# Looking For Best Route From I-40 (out West) To Destin, Fl



## Wolfpackers (May 31, 2007)

We'll be heading to the SE Outbackers' rally near Destin, FL in several days and I can see several routes to take from where we are now (in Utah/Arizona/SW Colorado). Some of the routes use non-interstate highways, so would prefer to hear from someone familiar with them prior to using them.

We want to avoid blistering heat, traffic jams, 2 lane routes and unnecessary extra mileage. This would be our first time towing a long distance on non-interstate highways, so not sure if it's a good or bad idea. I'm not concerned about holding up traffic as I can move on out with the Duramax when I need to. I am concerned about being held up on two lane roads by slow, local traffic and having to go thru a lot of small towns with stoplights/stopsigns.

Here are the options:
1. Head south at Amarillo on route 287 to Dallas. Concerned about heat & traffic & going thru Dallas. Shortest route, but could take longer if traffic is a holdup.

2. Head south at Oklahoma City on I-35. Goes near Dallas, but not thru. May still hit heavy traffic ?? 100 miles further than #1 but probably a lot faster with major interstates and missing Dallas.

3. Head south at Henryetta, OK on Indian Nation Turnpike (toll road??) to Hugo, TX, route 271 to Mt Pleasant, TX, route 49 to Jefferson, TX and I-20 and other interstates from there. 80 miles further than #1.

4. Head south at Little Rock, I-530 to Pine Bluff and route 65 from there to I-20 just west of Vicksburg and major interstates from there. 40 miles further than #1.

5. Head south at Memphis I-55 to Jackson, MS, route 49 to Hattiesburg, route 98 to Mobile, AL and major interstates from there. 130 miles further than #1.

Original plan was to spend two days in Nashville, but that adds 250 miles and we can do Nashville from home at a later date.
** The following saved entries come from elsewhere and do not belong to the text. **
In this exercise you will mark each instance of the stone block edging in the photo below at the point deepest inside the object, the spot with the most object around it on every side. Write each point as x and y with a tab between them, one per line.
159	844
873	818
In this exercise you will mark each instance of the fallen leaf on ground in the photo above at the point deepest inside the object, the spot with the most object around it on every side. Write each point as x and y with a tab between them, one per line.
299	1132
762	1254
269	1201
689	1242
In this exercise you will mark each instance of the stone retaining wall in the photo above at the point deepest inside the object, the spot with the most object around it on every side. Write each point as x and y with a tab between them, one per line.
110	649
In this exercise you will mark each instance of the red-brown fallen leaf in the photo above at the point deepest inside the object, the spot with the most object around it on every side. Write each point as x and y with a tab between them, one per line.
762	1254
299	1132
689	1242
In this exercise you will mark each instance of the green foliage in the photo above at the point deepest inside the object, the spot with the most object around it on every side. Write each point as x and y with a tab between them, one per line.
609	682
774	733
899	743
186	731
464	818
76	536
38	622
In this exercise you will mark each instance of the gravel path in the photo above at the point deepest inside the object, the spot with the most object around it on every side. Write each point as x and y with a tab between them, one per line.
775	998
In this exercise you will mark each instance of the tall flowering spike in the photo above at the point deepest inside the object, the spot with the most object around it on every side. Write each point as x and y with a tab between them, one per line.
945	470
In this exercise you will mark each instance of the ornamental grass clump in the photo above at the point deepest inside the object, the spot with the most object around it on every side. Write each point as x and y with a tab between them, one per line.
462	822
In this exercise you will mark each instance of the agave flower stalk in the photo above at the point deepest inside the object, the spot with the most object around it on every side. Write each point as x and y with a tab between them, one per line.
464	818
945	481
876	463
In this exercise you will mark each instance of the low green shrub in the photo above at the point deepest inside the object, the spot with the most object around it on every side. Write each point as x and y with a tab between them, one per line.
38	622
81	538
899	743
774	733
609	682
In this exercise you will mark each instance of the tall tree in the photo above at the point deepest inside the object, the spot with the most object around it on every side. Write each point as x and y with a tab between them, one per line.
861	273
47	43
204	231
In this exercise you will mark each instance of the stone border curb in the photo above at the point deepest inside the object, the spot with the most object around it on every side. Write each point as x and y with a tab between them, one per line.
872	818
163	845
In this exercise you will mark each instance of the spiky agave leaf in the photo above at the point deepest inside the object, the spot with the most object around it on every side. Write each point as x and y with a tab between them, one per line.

So, can anyone advise good or bad on any of the above routes and maybe good campgrounds on that route ? I appreciate any and all input you may have.

Outbackers are great !
Thanks,
Brent


----------



## W4DRR (May 17, 2005)

The only one I can help you with is #5 (Memphis-Jackson-Hattiesburg-Mobile). The last time we went that way, it was an OK route. I remember Memphis was a little bit of a pain, but not too bad. That was back in our Coleman pop-up days.

Bob


----------



## mswalt (Sep 14, 2004)

> Jackson-Hattiesburg-Mobile


When we went to Destin from Abilene in 03, we went from I-20 to Jackson, then down through Hattiesburg, then down to Mobile to catch I-10. Pretty good route if I remember right. We then took the coast highway instead of I-10 somewhere around Pensacola. We were hoping for a more scenic route but there wasn't much to see. Until we got to Fort WaltonBEach, then we had a good view of the ocean.

Hope you have a good trip.

Mark


----------



## Tom W. (Jun 6, 2007)

Wolfpackers said:


> We'll be heading to the SE Outbackers' rally near Destin, FL in several days and I can see several routes to take from where we are now (in Utah/Arizona/SW Colorado). Some of the routes use non-interstate highways, so would prefer to hear from someone familiar with them prior to using them.
> 
> We want to avoid blistering heat, traffic jams, 2 lane routes and unnecessary extra mileage. This would be our first time towing a long distance on non-interstate highways, so not sure if it's a good or bad idea. I'm not concerned about holding up traffic as I can move on out with the Duramax when I need to. I am concerned about being held up on two lane roads by slow, local traffic and having to go thru a lot of small towns with stoplights/stopsigns.
> 
> ...


Hi,
I just returned to Colorado Springs from New Orleans last Wednesday. My wife and I followed I-40E to OK City from NM and took the bypass around OK City to follow I-35S to Dallas. There is some construction on I-40E just to the East of Santa Rosa NM but the delays are minimal. My experience on driving in Texas even on US Routes (non-Interstate) has not been good. Shorter doesn't equal faster and definitely the road conditions, e.g., pot holes, are usually a worse when travelling off the Interstates. Around Dallas we took the I-635 bypass toward Mesquite when heading east toward New Orleans. I hate to tell you this but no matter which direction or Interstate you travel in Dallas the traffic is very heavy so plan on taking your time. There are also occasional construction areas on I-635. We then followed I-20 to Shreveport. There is some construction but it was not bad. Hope this helps. And mind the weather in the TX and OK as this is the time of year for severe thunderstorms and tornados...both of which we experienced on our way to and from...not to mention hail that damaged my wife's car (glad I wasn't driving my truck!)


----------



## Reverie (Aug 9, 2004)

mswalt said:


> > Jackson-Hattiesburg-Mobile
> 
> 
> When we went to Destin from Abilene in 03, we went from I-20 to Jackson, then down through Hattiesburg, then down to Mobile to catch I-10. Pretty good route if I remember right. We then took the coast highway instead of I-10 somewhere around Pensacola. We were hoping for a more scenic route but there wasn't much to see. Until we got to Fort WaltonBEach, then we had a good view of the ocean.
> ...


I ran this route, with a tailer, many years ago. What I remember is thinking that there weren't a lot of gas stations but there were enough.

Reverie


----------